A 2008 query asked specific questions about permissible uses of the Internet. But the inability of any subcommittee to devise a response “likely to receive unanimous agreement in the Annual Meeting” led to a series of actions by Brethren elders that reinforced the 1996 ruling and made its acceptance “a test of membership,” Mast explained.
Those actions included a December 2008 meeting in Pennsylvania, where elders agreed on a list of resolutions for consideration at the 2009 Annual Meeting. The resolutions, he noted, outlined “a declining regard for the authority of the church among the Brethren and challenged seven trends perceived to be threatening the brotherhood,” including disregard for nonconformity and interpreting church counsel on a personal rather than brotherhood level, as well as disregard of the counsel on the Internet.
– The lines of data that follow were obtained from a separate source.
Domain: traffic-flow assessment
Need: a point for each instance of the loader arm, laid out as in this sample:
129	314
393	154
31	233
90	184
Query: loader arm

At the root of the conflict that created the church’s New Conference were differences of opinion “about the extent to which churchwide resolutions passed in Annual Meeting are obligatory or advisory,” the professor said. The decision of some Brethren to use the Internet in spite of the 1996 ruling is illustrative, “although such use seemed to be driven more by the demands of the workplace than by any disrespect for the Annual Meeting rulings,” he added.
Numerous queries about Internet use were still raised at the Annual Meetings from 2010-12 and, at this year’s meeting in May, a discussion was devoted to several that asked if the brotherhood would permit certain kinds of Internet use for business purposes.
Eventually, a motion was approved to allow Internet use by those Brethren who need to do so to retain their jobs. The same motion, however, also strengthened the 1996 ruling by removing the phrase “at this time” from it, “to make it clear that the rule against Internet use was not temporary,” the professor noted.
Responding to a question about how he sees the tension between the two viewpoints playing out, he pointed out that the Brethren haven’t deemed the Internet “absolutely evil,” nor have they passed judgment on others who do use it. They have simply indicated that “this doesn’t seem like it’s going to work very well with us,” said Mast, who spent time at the Brethren Heritage Center in Covington, Ohio, during his sabbatical. Covington is in the Miami Valley area of southwest Ohio where many Old German Baptist Brethren churches are located.
When it comes to the group’s way of life, the question, he said, is “where is the front line of the struggle going to be?”
Mast has written an essay on his research that will be published in the January 2014 issue of Mennonite Quarterly Review. His work is also part of a larger project that examines responses to digital communication technologies among “plain” Anabaptist communities, including the Amish, conservative Mennonites and Hutterites as well.